Sıra, cinayeti işleyenin belirlenmesine gelmiştir. Oğul Sextus Roscius, bütün varlığını kaybetmesinin üzerine, bir de babasını öldürmekten dolayı suçlanır. Tanık olarak, ailenin akrabası olan Capito gösterilir. Capito’nun söylediğine göre, Oğul Sextus Roscius, sohbetlerinin birinde babasını öldürmek istediğini söylemiştir. Bu iddiaya ek olarak, Baba Sextus Roscius da Capito’ya oğlunu mirasçı olmaktan çıkarmak istediğini konuşma arasında söylemiştir. Davaya o dönemin en ünlü savcılarından olan Eruchius atanır. Koşullar tamamıyla Oğul Roscius’un aleyhinedir. İnsanların korku içinde olduğu ve kellelerinin uçurulmasını istemediği bir dönemde, kimse, Oğul Roscius’u savunmak istemez. Oğul Roscius, yine de, pes etmez. Roma’daki bağlantıları sayesinde genç bir avukatı kendisini savunmak adına tutar. O dönem yirmi yedi yaşında olan bu avukat, sonradan Roma tarihinin en büyük isimleri arasına girecek olan Marcus Tullius Cicero’dur.

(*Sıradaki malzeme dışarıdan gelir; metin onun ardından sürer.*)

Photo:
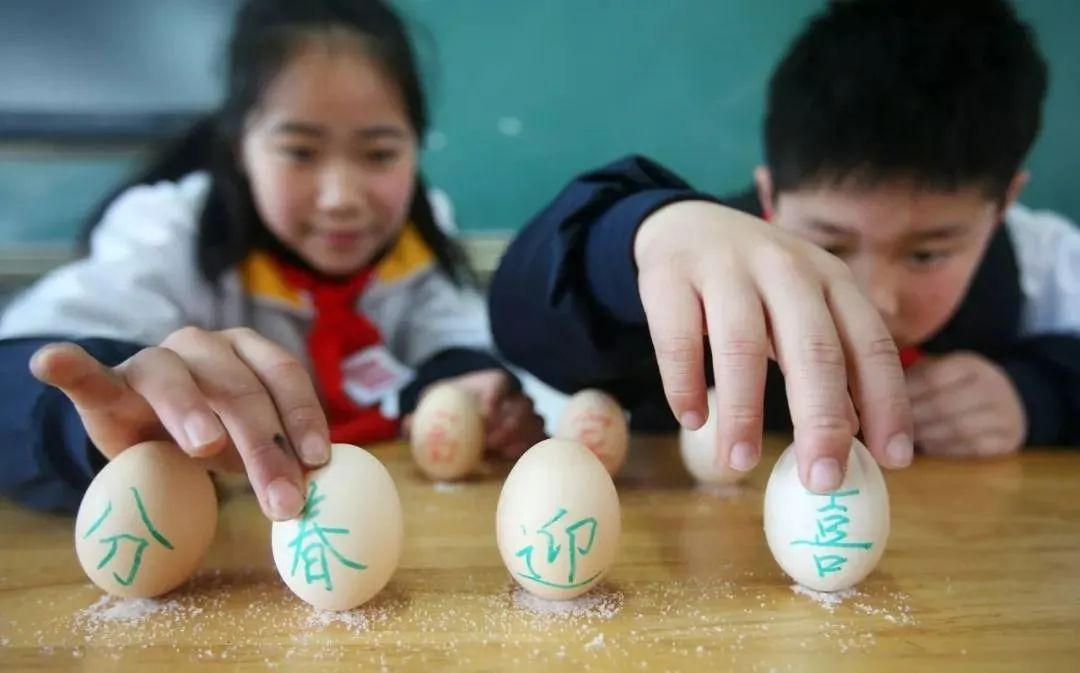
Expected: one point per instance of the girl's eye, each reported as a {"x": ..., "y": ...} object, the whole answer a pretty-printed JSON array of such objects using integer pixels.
[
  {"x": 381, "y": 157},
  {"x": 299, "y": 155}
]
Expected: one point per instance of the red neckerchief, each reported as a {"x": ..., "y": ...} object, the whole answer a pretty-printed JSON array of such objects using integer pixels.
[{"x": 338, "y": 332}]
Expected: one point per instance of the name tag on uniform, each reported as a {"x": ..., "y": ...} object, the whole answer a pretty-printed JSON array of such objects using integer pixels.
[{"x": 373, "y": 374}]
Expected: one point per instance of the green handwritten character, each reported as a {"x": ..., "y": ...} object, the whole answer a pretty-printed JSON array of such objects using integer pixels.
[
  {"x": 832, "y": 535},
  {"x": 575, "y": 533},
  {"x": 312, "y": 542},
  {"x": 140, "y": 542}
]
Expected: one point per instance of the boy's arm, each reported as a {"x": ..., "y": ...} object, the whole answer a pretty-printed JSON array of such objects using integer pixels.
[
  {"x": 1045, "y": 364},
  {"x": 1045, "y": 372},
  {"x": 564, "y": 303},
  {"x": 46, "y": 461},
  {"x": 621, "y": 277}
]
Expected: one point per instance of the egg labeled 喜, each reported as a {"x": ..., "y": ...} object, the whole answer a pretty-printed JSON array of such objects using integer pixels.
[{"x": 827, "y": 541}]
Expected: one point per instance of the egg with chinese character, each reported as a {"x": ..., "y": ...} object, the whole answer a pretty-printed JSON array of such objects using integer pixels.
[
  {"x": 594, "y": 418},
  {"x": 146, "y": 521},
  {"x": 698, "y": 448},
  {"x": 345, "y": 546},
  {"x": 557, "y": 522},
  {"x": 828, "y": 541},
  {"x": 447, "y": 433}
]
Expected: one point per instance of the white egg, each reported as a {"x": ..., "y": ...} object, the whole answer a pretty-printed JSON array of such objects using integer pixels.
[
  {"x": 447, "y": 433},
  {"x": 146, "y": 521},
  {"x": 557, "y": 523},
  {"x": 699, "y": 452},
  {"x": 832, "y": 541},
  {"x": 346, "y": 544},
  {"x": 594, "y": 418}
]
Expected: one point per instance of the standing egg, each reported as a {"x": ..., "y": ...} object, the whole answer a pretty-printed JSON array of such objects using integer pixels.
[
  {"x": 699, "y": 452},
  {"x": 447, "y": 433},
  {"x": 346, "y": 544},
  {"x": 146, "y": 521},
  {"x": 594, "y": 418},
  {"x": 828, "y": 541},
  {"x": 557, "y": 522}
]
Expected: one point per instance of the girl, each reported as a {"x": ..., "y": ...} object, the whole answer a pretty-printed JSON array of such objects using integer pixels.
[{"x": 288, "y": 232}]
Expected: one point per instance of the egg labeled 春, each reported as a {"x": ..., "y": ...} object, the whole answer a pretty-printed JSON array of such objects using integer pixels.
[
  {"x": 594, "y": 418},
  {"x": 827, "y": 541},
  {"x": 146, "y": 521},
  {"x": 346, "y": 544},
  {"x": 557, "y": 522},
  {"x": 447, "y": 433},
  {"x": 698, "y": 448}
]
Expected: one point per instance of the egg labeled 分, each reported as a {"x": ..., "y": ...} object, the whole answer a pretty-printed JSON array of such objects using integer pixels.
[
  {"x": 827, "y": 541},
  {"x": 557, "y": 522},
  {"x": 447, "y": 433},
  {"x": 698, "y": 448},
  {"x": 146, "y": 521},
  {"x": 345, "y": 546},
  {"x": 594, "y": 418}
]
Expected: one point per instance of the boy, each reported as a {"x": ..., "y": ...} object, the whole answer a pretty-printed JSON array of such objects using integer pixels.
[{"x": 893, "y": 139}]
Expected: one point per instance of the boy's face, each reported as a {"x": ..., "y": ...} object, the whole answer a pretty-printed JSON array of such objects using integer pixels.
[{"x": 913, "y": 251}]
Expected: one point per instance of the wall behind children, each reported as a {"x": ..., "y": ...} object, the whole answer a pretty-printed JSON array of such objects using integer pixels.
[{"x": 524, "y": 94}]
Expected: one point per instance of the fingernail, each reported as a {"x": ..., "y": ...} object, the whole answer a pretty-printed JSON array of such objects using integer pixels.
[
  {"x": 825, "y": 475},
  {"x": 201, "y": 430},
  {"x": 691, "y": 420},
  {"x": 315, "y": 449},
  {"x": 900, "y": 451},
  {"x": 743, "y": 457},
  {"x": 283, "y": 499}
]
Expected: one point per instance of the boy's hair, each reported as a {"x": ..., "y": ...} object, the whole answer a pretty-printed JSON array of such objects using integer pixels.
[{"x": 943, "y": 93}]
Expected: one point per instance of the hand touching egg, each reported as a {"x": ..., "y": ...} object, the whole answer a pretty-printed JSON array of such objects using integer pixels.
[
  {"x": 346, "y": 544},
  {"x": 829, "y": 541}
]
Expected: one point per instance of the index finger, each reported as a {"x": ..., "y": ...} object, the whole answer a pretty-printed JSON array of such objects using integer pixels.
[
  {"x": 815, "y": 375},
  {"x": 877, "y": 377},
  {"x": 674, "y": 315}
]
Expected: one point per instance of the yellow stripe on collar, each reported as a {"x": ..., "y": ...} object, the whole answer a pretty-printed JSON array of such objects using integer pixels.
[
  {"x": 408, "y": 256},
  {"x": 262, "y": 280}
]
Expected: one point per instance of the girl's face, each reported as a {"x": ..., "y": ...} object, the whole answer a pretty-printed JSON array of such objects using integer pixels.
[{"x": 331, "y": 157}]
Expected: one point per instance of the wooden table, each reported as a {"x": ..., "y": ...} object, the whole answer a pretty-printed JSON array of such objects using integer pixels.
[{"x": 982, "y": 573}]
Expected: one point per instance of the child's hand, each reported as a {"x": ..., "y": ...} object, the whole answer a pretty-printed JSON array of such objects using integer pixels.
[
  {"x": 511, "y": 425},
  {"x": 231, "y": 395},
  {"x": 964, "y": 405},
  {"x": 756, "y": 290}
]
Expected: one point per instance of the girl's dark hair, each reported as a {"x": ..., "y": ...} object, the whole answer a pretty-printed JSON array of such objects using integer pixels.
[{"x": 265, "y": 34}]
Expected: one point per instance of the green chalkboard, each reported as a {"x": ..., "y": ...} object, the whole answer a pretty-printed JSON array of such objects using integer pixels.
[{"x": 525, "y": 94}]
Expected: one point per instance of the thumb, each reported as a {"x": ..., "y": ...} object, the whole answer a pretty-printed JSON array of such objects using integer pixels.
[{"x": 89, "y": 384}]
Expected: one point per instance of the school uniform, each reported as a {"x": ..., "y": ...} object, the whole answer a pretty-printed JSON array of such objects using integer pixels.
[
  {"x": 565, "y": 304},
  {"x": 372, "y": 344}
]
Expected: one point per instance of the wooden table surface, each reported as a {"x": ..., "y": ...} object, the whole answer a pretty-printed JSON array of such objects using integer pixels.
[{"x": 982, "y": 573}]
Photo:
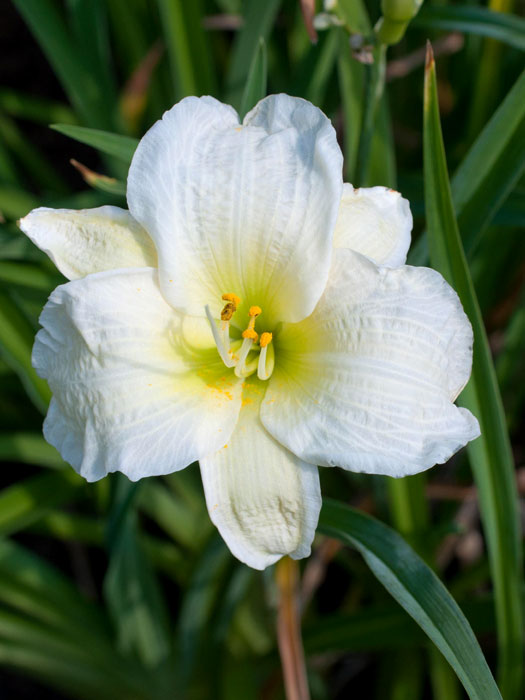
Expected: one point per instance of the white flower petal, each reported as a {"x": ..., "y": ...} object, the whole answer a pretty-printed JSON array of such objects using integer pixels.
[
  {"x": 376, "y": 222},
  {"x": 262, "y": 498},
  {"x": 89, "y": 240},
  {"x": 248, "y": 209},
  {"x": 130, "y": 393},
  {"x": 367, "y": 382}
]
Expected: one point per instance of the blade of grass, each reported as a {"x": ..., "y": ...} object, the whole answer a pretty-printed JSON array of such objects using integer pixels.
[
  {"x": 16, "y": 341},
  {"x": 56, "y": 41},
  {"x": 488, "y": 173},
  {"x": 29, "y": 448},
  {"x": 131, "y": 588},
  {"x": 187, "y": 47},
  {"x": 255, "y": 88},
  {"x": 26, "y": 501},
  {"x": 28, "y": 275},
  {"x": 473, "y": 20},
  {"x": 35, "y": 109},
  {"x": 351, "y": 81},
  {"x": 121, "y": 147},
  {"x": 490, "y": 455},
  {"x": 417, "y": 589},
  {"x": 258, "y": 22}
]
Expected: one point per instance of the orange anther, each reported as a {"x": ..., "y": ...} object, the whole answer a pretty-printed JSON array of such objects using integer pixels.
[
  {"x": 231, "y": 297},
  {"x": 250, "y": 333},
  {"x": 266, "y": 339}
]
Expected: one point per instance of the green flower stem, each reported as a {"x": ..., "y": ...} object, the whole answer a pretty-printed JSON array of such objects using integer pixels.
[{"x": 289, "y": 630}]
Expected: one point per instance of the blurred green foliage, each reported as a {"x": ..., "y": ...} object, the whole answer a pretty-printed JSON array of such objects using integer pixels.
[{"x": 119, "y": 590}]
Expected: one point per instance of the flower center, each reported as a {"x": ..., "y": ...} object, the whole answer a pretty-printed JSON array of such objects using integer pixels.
[{"x": 246, "y": 356}]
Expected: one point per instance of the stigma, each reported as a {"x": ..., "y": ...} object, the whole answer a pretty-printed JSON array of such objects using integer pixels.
[{"x": 249, "y": 355}]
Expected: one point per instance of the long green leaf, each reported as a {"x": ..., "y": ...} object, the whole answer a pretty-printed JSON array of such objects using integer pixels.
[
  {"x": 30, "y": 448},
  {"x": 255, "y": 88},
  {"x": 473, "y": 20},
  {"x": 131, "y": 589},
  {"x": 417, "y": 589},
  {"x": 488, "y": 172},
  {"x": 56, "y": 40},
  {"x": 258, "y": 22},
  {"x": 16, "y": 340},
  {"x": 490, "y": 455},
  {"x": 26, "y": 501},
  {"x": 122, "y": 147},
  {"x": 188, "y": 49},
  {"x": 29, "y": 275}
]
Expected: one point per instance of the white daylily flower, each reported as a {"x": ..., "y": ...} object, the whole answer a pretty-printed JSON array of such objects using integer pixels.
[{"x": 278, "y": 330}]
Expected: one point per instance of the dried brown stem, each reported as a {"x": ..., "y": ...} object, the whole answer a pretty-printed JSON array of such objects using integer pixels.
[{"x": 289, "y": 630}]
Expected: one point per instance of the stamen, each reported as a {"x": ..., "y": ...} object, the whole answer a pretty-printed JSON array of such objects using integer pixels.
[
  {"x": 243, "y": 354},
  {"x": 231, "y": 297},
  {"x": 266, "y": 357},
  {"x": 223, "y": 351},
  {"x": 250, "y": 333},
  {"x": 266, "y": 339},
  {"x": 230, "y": 307}
]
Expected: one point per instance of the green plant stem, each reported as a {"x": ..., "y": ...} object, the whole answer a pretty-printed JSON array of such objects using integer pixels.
[
  {"x": 289, "y": 631},
  {"x": 374, "y": 88}
]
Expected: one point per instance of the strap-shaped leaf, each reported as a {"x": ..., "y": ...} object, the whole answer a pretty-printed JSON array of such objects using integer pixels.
[
  {"x": 417, "y": 589},
  {"x": 255, "y": 88},
  {"x": 474, "y": 20},
  {"x": 121, "y": 147},
  {"x": 490, "y": 455}
]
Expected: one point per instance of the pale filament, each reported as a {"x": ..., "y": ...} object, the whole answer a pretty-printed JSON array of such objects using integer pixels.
[
  {"x": 218, "y": 336},
  {"x": 266, "y": 358},
  {"x": 266, "y": 361}
]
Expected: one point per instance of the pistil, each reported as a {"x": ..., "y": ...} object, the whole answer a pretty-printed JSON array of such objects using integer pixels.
[{"x": 266, "y": 357}]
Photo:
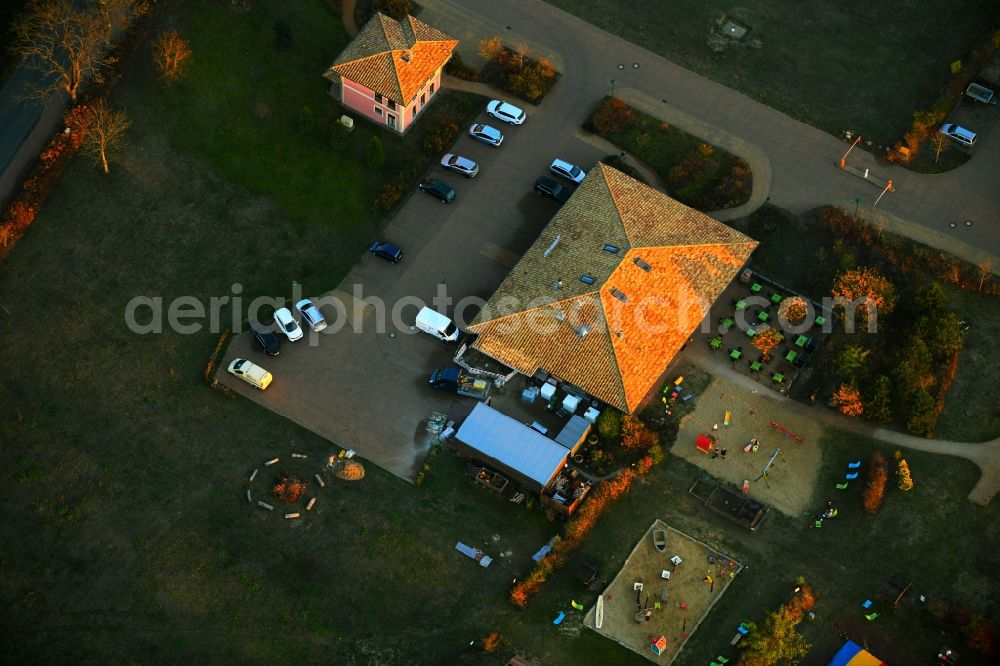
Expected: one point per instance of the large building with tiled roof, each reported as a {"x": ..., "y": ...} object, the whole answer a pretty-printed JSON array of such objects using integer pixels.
[
  {"x": 611, "y": 289},
  {"x": 391, "y": 69}
]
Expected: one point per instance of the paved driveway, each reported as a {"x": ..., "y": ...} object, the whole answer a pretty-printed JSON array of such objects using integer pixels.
[
  {"x": 367, "y": 391},
  {"x": 804, "y": 174}
]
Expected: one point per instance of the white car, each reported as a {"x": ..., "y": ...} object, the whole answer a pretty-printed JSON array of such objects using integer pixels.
[
  {"x": 311, "y": 314},
  {"x": 959, "y": 133},
  {"x": 283, "y": 318},
  {"x": 568, "y": 171},
  {"x": 505, "y": 112},
  {"x": 459, "y": 164},
  {"x": 251, "y": 373}
]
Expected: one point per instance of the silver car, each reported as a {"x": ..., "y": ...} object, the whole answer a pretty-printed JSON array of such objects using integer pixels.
[
  {"x": 506, "y": 112},
  {"x": 486, "y": 134},
  {"x": 311, "y": 314},
  {"x": 568, "y": 171},
  {"x": 283, "y": 318},
  {"x": 459, "y": 164}
]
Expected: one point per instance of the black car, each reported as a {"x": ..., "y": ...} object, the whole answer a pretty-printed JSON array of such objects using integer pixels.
[
  {"x": 438, "y": 189},
  {"x": 266, "y": 339},
  {"x": 386, "y": 251},
  {"x": 551, "y": 189}
]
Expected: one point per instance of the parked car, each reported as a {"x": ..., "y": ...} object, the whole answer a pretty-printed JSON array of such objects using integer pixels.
[
  {"x": 283, "y": 318},
  {"x": 266, "y": 339},
  {"x": 311, "y": 314},
  {"x": 434, "y": 323},
  {"x": 551, "y": 189},
  {"x": 486, "y": 134},
  {"x": 438, "y": 189},
  {"x": 386, "y": 251},
  {"x": 459, "y": 164},
  {"x": 959, "y": 133},
  {"x": 568, "y": 171},
  {"x": 251, "y": 373},
  {"x": 505, "y": 112}
]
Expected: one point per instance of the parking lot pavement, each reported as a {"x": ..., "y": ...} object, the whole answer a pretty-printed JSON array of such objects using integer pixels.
[{"x": 368, "y": 391}]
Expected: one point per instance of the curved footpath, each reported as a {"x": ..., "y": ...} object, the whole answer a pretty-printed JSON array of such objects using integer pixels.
[
  {"x": 985, "y": 455},
  {"x": 794, "y": 165}
]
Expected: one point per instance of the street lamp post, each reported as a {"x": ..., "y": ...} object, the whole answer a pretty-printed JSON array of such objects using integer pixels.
[{"x": 888, "y": 187}]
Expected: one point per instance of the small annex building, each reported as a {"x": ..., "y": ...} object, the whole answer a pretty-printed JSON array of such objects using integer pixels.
[{"x": 510, "y": 447}]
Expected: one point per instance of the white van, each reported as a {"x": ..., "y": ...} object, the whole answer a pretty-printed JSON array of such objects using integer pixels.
[
  {"x": 251, "y": 373},
  {"x": 436, "y": 324}
]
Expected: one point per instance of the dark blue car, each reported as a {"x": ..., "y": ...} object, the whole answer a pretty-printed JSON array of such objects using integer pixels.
[{"x": 386, "y": 251}]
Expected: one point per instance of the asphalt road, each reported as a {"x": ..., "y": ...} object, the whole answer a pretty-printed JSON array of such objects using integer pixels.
[{"x": 804, "y": 172}]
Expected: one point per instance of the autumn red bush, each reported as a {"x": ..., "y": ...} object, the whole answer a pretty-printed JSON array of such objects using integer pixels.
[
  {"x": 878, "y": 476},
  {"x": 577, "y": 527}
]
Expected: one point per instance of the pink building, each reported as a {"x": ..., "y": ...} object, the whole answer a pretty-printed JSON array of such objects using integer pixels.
[{"x": 390, "y": 70}]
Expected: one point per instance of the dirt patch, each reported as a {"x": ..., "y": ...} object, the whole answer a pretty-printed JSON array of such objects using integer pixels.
[
  {"x": 790, "y": 481},
  {"x": 684, "y": 599}
]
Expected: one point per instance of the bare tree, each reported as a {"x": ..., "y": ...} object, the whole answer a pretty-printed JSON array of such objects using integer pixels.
[
  {"x": 985, "y": 267},
  {"x": 940, "y": 142},
  {"x": 171, "y": 51},
  {"x": 64, "y": 41},
  {"x": 105, "y": 132}
]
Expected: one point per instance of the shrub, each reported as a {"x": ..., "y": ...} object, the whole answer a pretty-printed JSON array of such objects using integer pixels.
[
  {"x": 577, "y": 527},
  {"x": 878, "y": 475},
  {"x": 847, "y": 400},
  {"x": 876, "y": 293},
  {"x": 879, "y": 406},
  {"x": 636, "y": 436},
  {"x": 903, "y": 479},
  {"x": 491, "y": 642},
  {"x": 920, "y": 413},
  {"x": 613, "y": 116},
  {"x": 376, "y": 154},
  {"x": 397, "y": 9},
  {"x": 609, "y": 423}
]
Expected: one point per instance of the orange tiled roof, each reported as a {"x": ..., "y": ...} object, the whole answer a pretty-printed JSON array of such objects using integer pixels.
[
  {"x": 393, "y": 58},
  {"x": 614, "y": 337}
]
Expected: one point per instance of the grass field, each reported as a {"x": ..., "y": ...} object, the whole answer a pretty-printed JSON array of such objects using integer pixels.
[
  {"x": 844, "y": 66},
  {"x": 799, "y": 255},
  {"x": 126, "y": 536}
]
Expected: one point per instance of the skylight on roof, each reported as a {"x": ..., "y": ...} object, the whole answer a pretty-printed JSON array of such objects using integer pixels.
[{"x": 642, "y": 264}]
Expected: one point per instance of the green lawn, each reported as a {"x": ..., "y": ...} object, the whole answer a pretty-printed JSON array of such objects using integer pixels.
[
  {"x": 972, "y": 406},
  {"x": 695, "y": 173},
  {"x": 838, "y": 66},
  {"x": 125, "y": 534},
  {"x": 797, "y": 252}
]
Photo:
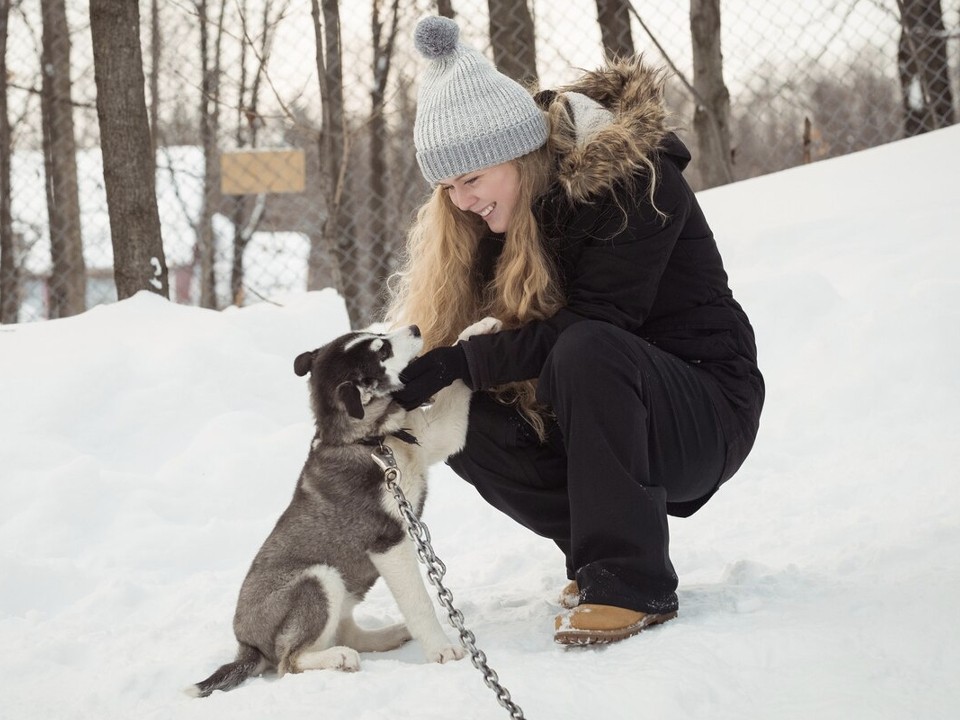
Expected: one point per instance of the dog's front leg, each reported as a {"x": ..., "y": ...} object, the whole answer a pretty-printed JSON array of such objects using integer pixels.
[{"x": 398, "y": 568}]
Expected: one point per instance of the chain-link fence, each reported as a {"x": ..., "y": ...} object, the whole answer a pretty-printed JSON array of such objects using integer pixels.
[{"x": 282, "y": 129}]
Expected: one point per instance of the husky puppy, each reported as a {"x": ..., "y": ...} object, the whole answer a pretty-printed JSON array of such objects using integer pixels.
[{"x": 342, "y": 529}]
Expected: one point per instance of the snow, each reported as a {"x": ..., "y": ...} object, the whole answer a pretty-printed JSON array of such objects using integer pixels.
[{"x": 147, "y": 448}]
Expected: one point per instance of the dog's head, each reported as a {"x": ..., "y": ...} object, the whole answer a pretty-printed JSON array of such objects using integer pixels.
[{"x": 351, "y": 379}]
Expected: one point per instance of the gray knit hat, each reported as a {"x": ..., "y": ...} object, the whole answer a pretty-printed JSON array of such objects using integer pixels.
[{"x": 469, "y": 116}]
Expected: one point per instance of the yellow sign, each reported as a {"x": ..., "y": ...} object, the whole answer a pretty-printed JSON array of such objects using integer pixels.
[{"x": 249, "y": 172}]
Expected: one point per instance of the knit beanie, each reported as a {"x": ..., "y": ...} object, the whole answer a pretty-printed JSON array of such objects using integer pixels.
[{"x": 469, "y": 116}]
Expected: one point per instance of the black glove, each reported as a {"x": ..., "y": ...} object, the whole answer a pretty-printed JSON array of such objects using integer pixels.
[{"x": 430, "y": 373}]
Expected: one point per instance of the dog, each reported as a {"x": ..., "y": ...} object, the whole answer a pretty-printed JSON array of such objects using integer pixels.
[{"x": 342, "y": 529}]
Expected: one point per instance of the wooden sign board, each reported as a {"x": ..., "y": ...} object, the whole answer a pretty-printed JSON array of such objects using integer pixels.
[{"x": 249, "y": 172}]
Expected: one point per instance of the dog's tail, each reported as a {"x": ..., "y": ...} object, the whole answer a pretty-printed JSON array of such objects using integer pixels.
[{"x": 249, "y": 662}]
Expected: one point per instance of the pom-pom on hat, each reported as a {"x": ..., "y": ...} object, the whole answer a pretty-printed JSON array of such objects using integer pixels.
[{"x": 469, "y": 116}]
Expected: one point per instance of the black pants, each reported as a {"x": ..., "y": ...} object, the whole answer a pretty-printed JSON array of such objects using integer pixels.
[{"x": 635, "y": 430}]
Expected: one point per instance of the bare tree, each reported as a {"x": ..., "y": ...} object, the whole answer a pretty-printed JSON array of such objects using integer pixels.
[
  {"x": 513, "y": 40},
  {"x": 205, "y": 252},
  {"x": 156, "y": 50},
  {"x": 324, "y": 265},
  {"x": 128, "y": 162},
  {"x": 614, "y": 19},
  {"x": 377, "y": 200},
  {"x": 68, "y": 272},
  {"x": 924, "y": 71},
  {"x": 711, "y": 119},
  {"x": 9, "y": 275}
]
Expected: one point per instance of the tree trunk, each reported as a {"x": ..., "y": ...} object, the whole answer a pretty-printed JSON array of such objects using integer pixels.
[
  {"x": 156, "y": 50},
  {"x": 205, "y": 253},
  {"x": 324, "y": 266},
  {"x": 128, "y": 165},
  {"x": 9, "y": 275},
  {"x": 68, "y": 277},
  {"x": 513, "y": 40},
  {"x": 614, "y": 19},
  {"x": 711, "y": 120},
  {"x": 924, "y": 71},
  {"x": 378, "y": 201}
]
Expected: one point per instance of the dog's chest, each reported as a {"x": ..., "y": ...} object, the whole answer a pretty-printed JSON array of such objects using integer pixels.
[{"x": 412, "y": 482}]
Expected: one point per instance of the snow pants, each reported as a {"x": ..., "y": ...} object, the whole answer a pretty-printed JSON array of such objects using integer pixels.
[{"x": 635, "y": 430}]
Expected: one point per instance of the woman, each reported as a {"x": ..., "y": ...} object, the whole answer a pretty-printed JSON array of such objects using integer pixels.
[{"x": 624, "y": 386}]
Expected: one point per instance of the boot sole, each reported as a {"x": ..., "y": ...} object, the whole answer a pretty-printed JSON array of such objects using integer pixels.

Marcus Tillius Cicero (kaynakça: satyagraha.files.wordpress.com).

Marcus Tillius Cicero (kaynakça: satyagraha.files.wordpress.com).

Cicero, müvekkiliyle ilgili savunma hazırlamadan önce, hem davanın hem de tarihin gidişatını değiştiren o ünlü soruyu sorar: Cui Bono (kimin menfaatine)? Cevap açıktır: bu cinayetten faydalanan Chrysognus’tur. Bu durum, Cicero’yu, daha çok araştırmaya yöneltir. Öncelikle, yasaklanmışlar listesine bakar. Aslında, cinayetinin olmasından önce, listeye isim eklenmesi yasaklanmıştır. Forum’da halka açık sergilenen liste ile Eruchius’un sunduğu listeyi karşılaştıran Cicero, Sextus Roscius’un adının sonradan eklendiğini fark eder. Eklenmesinin amacı da bellidir: Sextus Roscius’un tarlalarına sahip olabilmek. Ayrıca akrabalardan olan Capito’ya da ,yalancı tanıklık yapması karşılığında, üç tarla verilmiştir. Cinayetin gerçekleştiği gece, cinayeti, haberciler aracılığı ile oğul Roscius’a haber vermek yerine elli altı mil uzaklıktaki Capito ile dört günlük mesafe de olan Chrysognus’a haber veren diğer akraba Magnus da unutulmaz ve ona da geri kalan on tarlanın işletmesi verilir. Araştırmasına devam eden Cicero, hem on kişilik heyete hem de Roma’ya tekrardan gönderilen temsilci adayı olarak Capito’nun seçidiğini öğrenir. Ayrıca, heyetin görüştüğü sözcü ise Chrysognus’dan başkası değildir.

kaynakça: massolit.io

kaynakça: massolit.io

Yüzlerce insanın izleyici olduğu bir platformda ve Eruchius ile Cicero’nun karşılıklı söz alması ile devam eden bir mahkemede, Cicero, müvekkilini cesurca savunur. Oğul Roscius’un cinayet saatinde Amelia’da olmadığını kanıtlar ve müvekkiline yapılan suçlamaların hepsinin, suçluluğun kanıtlanması adına, yetersiz olduğunu söyler. İki tarafın karşılıklı argümanları ile devam eden tartışma, Cicero’nun tarihi konuşması ile son bulur:

Chrysognus’a, ‘’ Bu nedir, senin gücün müdür? Adamı soydun, öldürülmesini istedin, öldürülmeyi reddedince de bu mahkemeyi ayarlayarak bunu başarmak istedin. Roma mahkemeleri üzerinde sahiden de böyle bir gücün var mıdır?’’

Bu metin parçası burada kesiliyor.